Hit with ever-more-frequent torrential rain that triggers worsening flooding and mudslides most years, Rio de Janeiro is looking to an unusual gathering for answers: a hackathon.
Starting today, teams of university students, tech start-up leaders, software developers and computer engineers will try to come up with innovative ways to help the seaside Brazilian city limit its losses as climate change brings wilder weather.
Tech experts at the Rio de Janeiro City Hall-led event hope to, for instance, come up with new ways to leverage data from GPS systems already used in the city’s buses to allow emergency services to better understand and monitor floods in real time.
“We know we have problems of floods and heavy rains, and we see an opportunity to use GPS to know where the flooding and landslide incidents are,” said Simone Silva, a mobility adviser at city hall and one of the organizers.
Right now, “at the very local level, we don’t know exactly what happens,” she told reporters.
RISING URBANIZATION
Around Latin America, tens of millions of people are at risk from worsening flooding linked to climate change, many of them living in urban slums often built along rivers or on mountain slopes prone to landslides.
About 80 percent of Latin America’s people live in the region’s urban areas, according to the UN, but across the region, cities are working to reduce the risks, harnessing technology, better data and insights from affected communities to come up with new ways of keeping people safe.
Flooding is clearly seen as one of the most severe threats. Of 530 cities worldwide that reported their climate hazards last year to CDP, a London-based international environmental non-profit, 71 percent said that floods were their top worry.
Extreme heat came next, at 61 percent, followed by drought at 36 percent, said the study, which was published last month.
However, more than half of cities have not carried out risk assessments to map which areas, residents and businesses are under threat from extreme weather, the study found.

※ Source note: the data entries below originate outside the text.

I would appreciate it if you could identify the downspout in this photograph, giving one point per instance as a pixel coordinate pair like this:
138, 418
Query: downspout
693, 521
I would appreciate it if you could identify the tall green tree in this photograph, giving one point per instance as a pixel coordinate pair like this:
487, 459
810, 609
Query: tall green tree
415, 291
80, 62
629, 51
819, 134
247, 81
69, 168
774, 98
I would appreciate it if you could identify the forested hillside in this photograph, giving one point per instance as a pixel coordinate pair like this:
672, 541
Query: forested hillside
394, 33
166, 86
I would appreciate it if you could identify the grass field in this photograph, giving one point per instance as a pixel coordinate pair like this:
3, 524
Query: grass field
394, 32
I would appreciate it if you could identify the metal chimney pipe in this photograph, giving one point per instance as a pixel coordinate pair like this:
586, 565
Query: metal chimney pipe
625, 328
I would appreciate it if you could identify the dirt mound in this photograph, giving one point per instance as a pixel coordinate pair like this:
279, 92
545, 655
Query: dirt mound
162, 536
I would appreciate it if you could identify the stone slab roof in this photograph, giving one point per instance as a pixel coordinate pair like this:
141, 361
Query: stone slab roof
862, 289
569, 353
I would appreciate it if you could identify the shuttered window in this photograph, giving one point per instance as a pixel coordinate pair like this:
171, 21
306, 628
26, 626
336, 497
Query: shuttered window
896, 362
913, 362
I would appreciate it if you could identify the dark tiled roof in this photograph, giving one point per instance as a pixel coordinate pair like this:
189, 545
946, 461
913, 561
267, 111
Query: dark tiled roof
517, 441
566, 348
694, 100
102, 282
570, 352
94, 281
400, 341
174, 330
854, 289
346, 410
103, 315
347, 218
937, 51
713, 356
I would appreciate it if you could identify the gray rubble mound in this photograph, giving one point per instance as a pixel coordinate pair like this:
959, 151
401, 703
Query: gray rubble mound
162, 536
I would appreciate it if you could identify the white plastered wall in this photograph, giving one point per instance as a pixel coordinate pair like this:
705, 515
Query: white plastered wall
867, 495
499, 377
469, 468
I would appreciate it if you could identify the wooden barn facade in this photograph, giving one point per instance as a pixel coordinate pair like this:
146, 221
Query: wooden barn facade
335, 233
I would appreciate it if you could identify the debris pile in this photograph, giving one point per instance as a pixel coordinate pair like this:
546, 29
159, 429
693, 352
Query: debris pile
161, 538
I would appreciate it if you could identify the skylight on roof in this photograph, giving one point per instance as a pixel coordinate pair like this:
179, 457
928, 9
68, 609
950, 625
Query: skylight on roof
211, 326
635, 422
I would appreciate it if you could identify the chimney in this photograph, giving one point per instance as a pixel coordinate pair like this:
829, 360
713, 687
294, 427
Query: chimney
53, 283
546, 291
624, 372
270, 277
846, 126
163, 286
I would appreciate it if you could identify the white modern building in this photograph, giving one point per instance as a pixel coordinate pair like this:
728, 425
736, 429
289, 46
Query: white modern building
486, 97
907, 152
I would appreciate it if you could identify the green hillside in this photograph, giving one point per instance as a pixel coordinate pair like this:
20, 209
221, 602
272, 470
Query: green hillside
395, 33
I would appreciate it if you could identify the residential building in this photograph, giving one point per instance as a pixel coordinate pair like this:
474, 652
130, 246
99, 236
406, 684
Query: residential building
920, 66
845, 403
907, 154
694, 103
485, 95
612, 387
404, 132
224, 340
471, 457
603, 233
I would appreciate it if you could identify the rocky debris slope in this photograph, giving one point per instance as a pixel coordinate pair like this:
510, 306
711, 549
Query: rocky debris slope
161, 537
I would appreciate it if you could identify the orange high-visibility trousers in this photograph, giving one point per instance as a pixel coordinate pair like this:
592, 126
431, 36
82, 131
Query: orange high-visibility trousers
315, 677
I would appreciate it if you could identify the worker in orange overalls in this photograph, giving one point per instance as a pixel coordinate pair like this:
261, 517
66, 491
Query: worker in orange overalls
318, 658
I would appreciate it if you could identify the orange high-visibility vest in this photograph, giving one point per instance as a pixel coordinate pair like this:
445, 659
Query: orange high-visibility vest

“We have seen that cities that take vulnerability assessments, they take six times as many actions to adapt as cities that haven’t done them,” said Kyra Appleby, global director of CDP’s cities, states and regions team.
Geographic information system technology that allows data about hazards and climate risks to be overlayed with existing maps of cities has made it easier for authorities to do risk assessments, she added.
That and other technologies are among the measures being used in a range of cities around Latin America to deal with worsening economic and human losses from floods.
In the past few decades, Rio de Janeiro, for instance, has put in place early warning systems to help evacuate people ahead of threats, mapped of floodplain areas, built shelters and conducted emergency drills in slum areas, Appleby said.
The city has also installed cameras to monitor street flooding and set up social media alert systems.
Other cities are introducing digital sensors to try to reduce risks.
Argentina’s capital, Buenos Aires, is developing a network of sensors to monitor rainfall and feed back data in real time to the city’s central control center.
Ensuring climate change adaptation measures are included in all urban planning is crucial, Appleby said, adding that the city of Belo Horizonte, in Brazil’s Minas Gerais state, is one of those leading the way.
“It’s in the process of creating a new master plan for the city and they are integrating all their adaption measures into their master plan,” she said. “That is really ahead of the curve.”
To be effective, climate adaption plans must include the input of local communities, said Anjali Mahendra, director of research at the World Resources Institute Ross Center for Sustainable Cities.
“Latin American cities are particularly good with involving communities,” she said.
That is largely because early urbanization in the region means cities have had longer experience working with informal settlements and other disadvantaged communities, she said.
African and South Asian cities, facing rapid urbanization are “starting to learn from some Latin American cities,” Mahendra said.
Colombia’s second city of Medellin and Ecuador’s capital, Quito — which has a climate change panel that includes youth, women and indigenous groups — in particular have worked hard to include local communities in decisions about urban planning and climate risks, Mahendra said.
USING NATURE
To tackle growing flood threats, more investment also is needed in “nature-based solutions,” such as expanding green areas to absorb floodwaters, said Pedro Ribeiro, who manages the Urban Flooding Network at C40, a group of cities pushing climate action.
Creating green buffer areas to stem urban sprawl and protecting and restoring degraded ecosystems around cities, including forests, watersheds, grasslands and wetlands, can help slow the movement of water and avoid flooding, he said.
“It’s easier to recover ecosystems that were in the city before building ... and the results are better” than trying to establish wholly new anti-flooding systems, Ribeiro said.